Mother’s Day is Sunday, and it’s not too late to get that perfect gift for Mom–time for herself.
We conducted a survey through the Rutgers Center for Women in Business and asked 288 mothers to choose their ideal Mother’s Day gift from the following popular options: time for yourself, a family activity, or a physical gift, and then compared their responses to the 292 fathers we asked about Father’s Day.
Overall, most parents want to celebrate their day by spending time with their families, with 69% of mothers and fathers choosing a shared family activity as their ideal gift. While the concept sounds heartwarming, it is less heartwarming that nearly 40% of mothers report making their own Mother’s Day reservations, adding to her already long “to do” list.
However, a discrepancy emerged between what mothers and fathers wanted.
Our survey found that for parents of children under 18, this desire for “me” time is greater for mothers than fathers. We found the biggest difference is among parents with school-aged children (ages 5–12): mothers are 2.4 times more likely than fathers to prefer time for themselves (41.7% mothers vs 17.6% fathers). By contrast, fathers are 1.5 times more likely to choose shared family activities (73.9% fathers vs 48.8% mothers). Physical gifts are the least popular option for both groups.
We found that mothers reported significantly less free time (less time to rest and fewer chances to recharge) than fathers, and unsurprisingly mothers who reported less free time were significantly more likely to want time for themselves.
In fact, parents, especially mothers, with young children (ages 0-4) reported having 1.5 times less free time than parents with adult children, highlighting just how demanding the early years of caregiving can be, especially for mothers.
Mothers’ work status also shaped how much free time they felt they had. Full-time working mothers reported having the least amount of free time and were the most likely to say the best Mother’s Day gift would be time for themselves, especially working mothers with children under 13.
Interestingly, stay-at-home mothers reported having significantly less free time than part-time working mothers. In other words, stepping away from paid work did not necessarily create more personal time.
What mattered even more was how fairly labor was distributed at home. Mothers who perceived household and caregiving responsibilities as unfairly distributed reported substantially less free time regardless of employment status.
This is often a sign that one parent, often the mother, has become the default parent: the person who remembers appointments, tracks schedules, anticipates problems and keeps the day moving.
Unlike a to-do list, this unpaid work is invisible, boundaryless, and continuous. It spills into paid work, into leisure, even into sleep. Even when mothers do have time off, it typically isn’t fully their own and is quite often interrupted, shared with children, or spent multitasking. In other words, “free time” doesn’t always feel free, and research shows it produces a leisure gap where mothers have less leisure time than fathers.

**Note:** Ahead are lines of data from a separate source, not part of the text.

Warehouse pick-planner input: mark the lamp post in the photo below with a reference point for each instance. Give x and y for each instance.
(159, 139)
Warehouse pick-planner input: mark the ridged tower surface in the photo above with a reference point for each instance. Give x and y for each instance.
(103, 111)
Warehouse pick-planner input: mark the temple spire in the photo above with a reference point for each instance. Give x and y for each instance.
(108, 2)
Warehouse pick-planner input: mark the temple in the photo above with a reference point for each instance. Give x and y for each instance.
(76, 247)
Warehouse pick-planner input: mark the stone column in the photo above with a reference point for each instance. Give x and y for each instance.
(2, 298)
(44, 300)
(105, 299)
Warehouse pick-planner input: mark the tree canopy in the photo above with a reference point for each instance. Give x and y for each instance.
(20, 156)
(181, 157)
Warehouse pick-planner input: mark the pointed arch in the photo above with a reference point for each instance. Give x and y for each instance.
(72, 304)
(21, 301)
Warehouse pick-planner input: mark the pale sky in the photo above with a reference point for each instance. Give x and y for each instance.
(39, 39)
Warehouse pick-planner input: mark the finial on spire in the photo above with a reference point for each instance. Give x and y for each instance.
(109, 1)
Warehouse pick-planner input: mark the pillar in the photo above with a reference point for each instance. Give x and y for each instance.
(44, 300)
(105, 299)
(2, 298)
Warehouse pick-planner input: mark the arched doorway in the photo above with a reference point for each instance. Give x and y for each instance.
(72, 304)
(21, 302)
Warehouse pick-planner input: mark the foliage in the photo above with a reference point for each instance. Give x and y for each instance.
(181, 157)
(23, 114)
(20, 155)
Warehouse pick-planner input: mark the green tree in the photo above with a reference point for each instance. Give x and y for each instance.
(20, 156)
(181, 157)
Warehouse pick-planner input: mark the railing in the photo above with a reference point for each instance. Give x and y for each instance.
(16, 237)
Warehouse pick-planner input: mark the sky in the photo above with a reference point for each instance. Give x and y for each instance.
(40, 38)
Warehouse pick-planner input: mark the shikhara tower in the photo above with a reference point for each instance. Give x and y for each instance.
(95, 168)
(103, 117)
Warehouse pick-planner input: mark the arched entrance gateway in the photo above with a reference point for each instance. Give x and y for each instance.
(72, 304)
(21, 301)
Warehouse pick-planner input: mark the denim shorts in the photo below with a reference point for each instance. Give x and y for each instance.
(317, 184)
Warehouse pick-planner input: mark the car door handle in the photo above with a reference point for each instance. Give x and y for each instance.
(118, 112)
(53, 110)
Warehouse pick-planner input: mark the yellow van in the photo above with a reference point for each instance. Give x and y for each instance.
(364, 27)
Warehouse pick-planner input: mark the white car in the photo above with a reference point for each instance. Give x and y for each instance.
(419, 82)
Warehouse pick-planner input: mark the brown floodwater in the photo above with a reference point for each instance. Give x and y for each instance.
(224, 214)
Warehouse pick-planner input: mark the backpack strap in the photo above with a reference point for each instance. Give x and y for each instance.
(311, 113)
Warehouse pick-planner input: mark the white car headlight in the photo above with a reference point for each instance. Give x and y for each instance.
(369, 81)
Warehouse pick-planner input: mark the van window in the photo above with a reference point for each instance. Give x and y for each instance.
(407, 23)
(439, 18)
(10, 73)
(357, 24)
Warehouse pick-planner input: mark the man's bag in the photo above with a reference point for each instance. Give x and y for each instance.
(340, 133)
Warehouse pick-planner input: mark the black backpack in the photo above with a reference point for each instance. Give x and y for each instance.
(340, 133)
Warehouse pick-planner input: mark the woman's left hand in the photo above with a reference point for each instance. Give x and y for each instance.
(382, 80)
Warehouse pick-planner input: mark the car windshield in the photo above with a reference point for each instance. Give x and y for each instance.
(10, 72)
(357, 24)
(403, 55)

As one mother put it, she wants “to have time where I don’t have to make decisions; [that] would be priceless.”
Unfortunately, most mothers do not expect to get the gift of time this Mother’s Day, especially those with younger children. Only about 1 in 10 mothers with children under the age of four expect the gift of “free time,” even though almost three times as many report wanting it. Mothers with school children (ages 5-12) have it slightly better: 17% expect to receive time for themselves, but more than twice report wanting it. In other words, it’s not just that mothers want a break, many don’t see it as a realistic possibility.
The Perfect Gift
These findings point to a clear conclusion: mothers want, and need, more time for themselves.
Gender scripts tell mothers it’s their job to hold everything together at home and these expectations persist even when women are the primary breadwinners.
Therefore, it should be no surprise that mothers look forward to Mother’s Day to take a break from being a mom, a job she likely loves but also burns her out.
That’s why more moms are calling for something different this Mother’s Day: a “momcation.”
Not just time away, but relief from the clock and from the constant mental tracking that controls her day.
When the demands never stop, time itself becomes the perfect Mother’s Day gift. Unfortunately, it seems it is the hardest one to give her and the one she will least likely receive.